AI as an Opportunity for More Impactful Open Data
Abstract
The panel examined how artificial intelligence can amplify the impact of open public data. It traced the evolution of “open‑data waves,” warned of a looming “data winter,” and explored how AI can both democratise data access and improve data quality. Panelists highlighted the unique role of national statistical offices (NSOs) as trusted stewards of high‑quality data, outlined the technical prerequisites for AI‑ready datasets (metadata, standards, provenance), and debated the policy and governance challenges—particularly in low‑resource contexts—needed to ensure that the benefits of AI accrue to citizens rather than only to commercial AI firms. The session closed with a rapid Q&A covering bias, metadata design, open‑innovation policy, and the distribution of value from public data.
Detailed Summary
Mercedes Fogarassy (Moderator) – welcomed the audience, introduced the theme of “AI for economic development and social good,” and stressed that AI’s transformative potential hinges on high‑quality, trusted, well‑governed public data.
Stefan Verhoest (Remote video) – outlined the four “waves” of open data:
- Freedom of information (first wave)
- Government portals publishing data (second wave)
- Private‑sector contributions for public‑interest services (third wave)
He warned that despite an “AI summer,” a “data winter” is emerging—characterised by reduced data accessibility. He argued that generative AI can both democratise data and benefit from open data, ushering in a fourth wave where AI and open data intersect.
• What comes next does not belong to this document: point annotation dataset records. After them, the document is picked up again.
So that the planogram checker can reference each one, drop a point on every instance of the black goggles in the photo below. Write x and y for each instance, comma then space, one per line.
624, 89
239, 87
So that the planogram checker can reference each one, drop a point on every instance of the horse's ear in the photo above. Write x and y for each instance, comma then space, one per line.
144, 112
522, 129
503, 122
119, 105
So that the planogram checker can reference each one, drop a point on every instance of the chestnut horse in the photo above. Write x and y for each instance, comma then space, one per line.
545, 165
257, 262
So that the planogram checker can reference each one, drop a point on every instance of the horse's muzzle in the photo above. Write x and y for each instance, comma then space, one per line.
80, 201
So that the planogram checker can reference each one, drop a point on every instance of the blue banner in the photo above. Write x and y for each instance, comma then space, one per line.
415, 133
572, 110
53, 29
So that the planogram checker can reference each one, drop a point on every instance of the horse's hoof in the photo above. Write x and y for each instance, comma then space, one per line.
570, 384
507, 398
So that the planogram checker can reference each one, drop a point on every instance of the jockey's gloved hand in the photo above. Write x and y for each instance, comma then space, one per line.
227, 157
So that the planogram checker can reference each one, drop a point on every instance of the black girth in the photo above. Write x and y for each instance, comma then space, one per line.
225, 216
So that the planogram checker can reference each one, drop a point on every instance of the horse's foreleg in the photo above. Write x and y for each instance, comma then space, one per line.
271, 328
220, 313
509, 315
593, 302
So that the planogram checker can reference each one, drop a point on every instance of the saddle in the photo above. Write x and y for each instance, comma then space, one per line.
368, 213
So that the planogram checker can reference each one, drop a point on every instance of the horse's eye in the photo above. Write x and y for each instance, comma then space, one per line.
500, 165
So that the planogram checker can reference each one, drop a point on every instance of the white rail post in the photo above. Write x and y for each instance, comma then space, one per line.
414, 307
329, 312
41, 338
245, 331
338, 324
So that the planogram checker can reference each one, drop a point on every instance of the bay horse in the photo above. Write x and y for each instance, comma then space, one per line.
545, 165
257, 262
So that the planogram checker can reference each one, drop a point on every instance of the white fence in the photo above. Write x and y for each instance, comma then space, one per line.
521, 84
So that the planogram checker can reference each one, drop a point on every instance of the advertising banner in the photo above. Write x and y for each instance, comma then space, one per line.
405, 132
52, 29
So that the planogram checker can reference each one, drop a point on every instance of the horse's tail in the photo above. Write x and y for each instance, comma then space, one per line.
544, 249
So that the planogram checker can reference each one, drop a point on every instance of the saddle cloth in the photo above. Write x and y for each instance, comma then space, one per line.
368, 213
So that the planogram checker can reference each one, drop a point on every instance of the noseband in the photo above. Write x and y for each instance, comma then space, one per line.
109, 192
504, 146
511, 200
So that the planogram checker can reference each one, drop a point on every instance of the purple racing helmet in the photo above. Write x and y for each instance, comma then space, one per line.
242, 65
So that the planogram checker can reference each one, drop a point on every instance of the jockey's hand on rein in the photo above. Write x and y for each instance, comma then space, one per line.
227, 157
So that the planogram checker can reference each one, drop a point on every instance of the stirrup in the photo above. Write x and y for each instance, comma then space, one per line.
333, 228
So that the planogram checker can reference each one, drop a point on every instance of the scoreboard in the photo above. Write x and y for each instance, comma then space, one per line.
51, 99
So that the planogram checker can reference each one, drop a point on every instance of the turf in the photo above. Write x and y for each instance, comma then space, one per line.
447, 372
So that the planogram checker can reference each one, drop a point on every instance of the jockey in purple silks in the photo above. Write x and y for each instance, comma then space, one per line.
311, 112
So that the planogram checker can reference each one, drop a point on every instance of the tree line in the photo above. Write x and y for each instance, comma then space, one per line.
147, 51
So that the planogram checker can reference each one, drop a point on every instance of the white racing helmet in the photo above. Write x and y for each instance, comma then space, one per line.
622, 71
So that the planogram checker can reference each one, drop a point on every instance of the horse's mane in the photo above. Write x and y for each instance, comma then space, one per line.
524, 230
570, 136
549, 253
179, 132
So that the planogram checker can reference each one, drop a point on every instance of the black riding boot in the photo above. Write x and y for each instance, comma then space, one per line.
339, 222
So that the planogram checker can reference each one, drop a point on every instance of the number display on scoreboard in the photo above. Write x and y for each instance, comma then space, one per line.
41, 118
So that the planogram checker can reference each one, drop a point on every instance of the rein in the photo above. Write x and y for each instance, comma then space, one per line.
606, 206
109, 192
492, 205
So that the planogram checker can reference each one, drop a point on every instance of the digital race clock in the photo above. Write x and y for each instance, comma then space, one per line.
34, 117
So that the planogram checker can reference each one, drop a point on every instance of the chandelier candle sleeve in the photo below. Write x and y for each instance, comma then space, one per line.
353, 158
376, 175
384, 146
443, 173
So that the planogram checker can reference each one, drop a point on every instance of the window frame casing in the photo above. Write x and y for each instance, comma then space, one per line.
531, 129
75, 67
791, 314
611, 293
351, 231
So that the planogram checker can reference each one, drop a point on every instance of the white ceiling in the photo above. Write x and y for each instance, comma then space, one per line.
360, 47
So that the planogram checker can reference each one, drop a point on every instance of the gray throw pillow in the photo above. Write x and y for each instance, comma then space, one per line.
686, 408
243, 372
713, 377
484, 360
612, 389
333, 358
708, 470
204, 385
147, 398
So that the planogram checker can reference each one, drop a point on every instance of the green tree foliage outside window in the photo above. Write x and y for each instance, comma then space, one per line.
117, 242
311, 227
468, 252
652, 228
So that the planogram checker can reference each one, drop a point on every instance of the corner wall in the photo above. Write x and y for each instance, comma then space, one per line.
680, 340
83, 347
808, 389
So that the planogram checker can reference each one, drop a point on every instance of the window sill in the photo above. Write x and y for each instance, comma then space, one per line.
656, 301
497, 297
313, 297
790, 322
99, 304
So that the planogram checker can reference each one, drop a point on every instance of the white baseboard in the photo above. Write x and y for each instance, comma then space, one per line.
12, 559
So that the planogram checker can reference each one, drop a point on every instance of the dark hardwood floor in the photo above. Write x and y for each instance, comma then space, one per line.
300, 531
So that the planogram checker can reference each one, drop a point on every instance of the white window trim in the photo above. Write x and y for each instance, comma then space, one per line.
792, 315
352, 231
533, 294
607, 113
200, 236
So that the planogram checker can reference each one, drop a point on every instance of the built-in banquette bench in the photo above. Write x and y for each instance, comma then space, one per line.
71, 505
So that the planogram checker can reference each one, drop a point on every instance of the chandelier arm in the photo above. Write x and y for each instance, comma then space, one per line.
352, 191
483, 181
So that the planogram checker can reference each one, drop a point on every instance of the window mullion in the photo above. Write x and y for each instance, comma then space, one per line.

He cited use‑cases such as:
- AI‑enhanced disaster‑response tools
- Conversational data interfaces (chatbots) that lower the skill barrier for data querying
- Synthetic data generation to fill gaps where data are scarce, sensitive, or unrepresentative
- AI‑driven data‑quality checks (e.g., automated data‑contract compliance)
He concluded that “the fourth wave” must balance AI‑readiness (updating FAIR principles) with trust and institutional innovation (e.g., data commons).
Transition: Mercedes thanked Stefan and moved the discussion toward the institutional side of the debate.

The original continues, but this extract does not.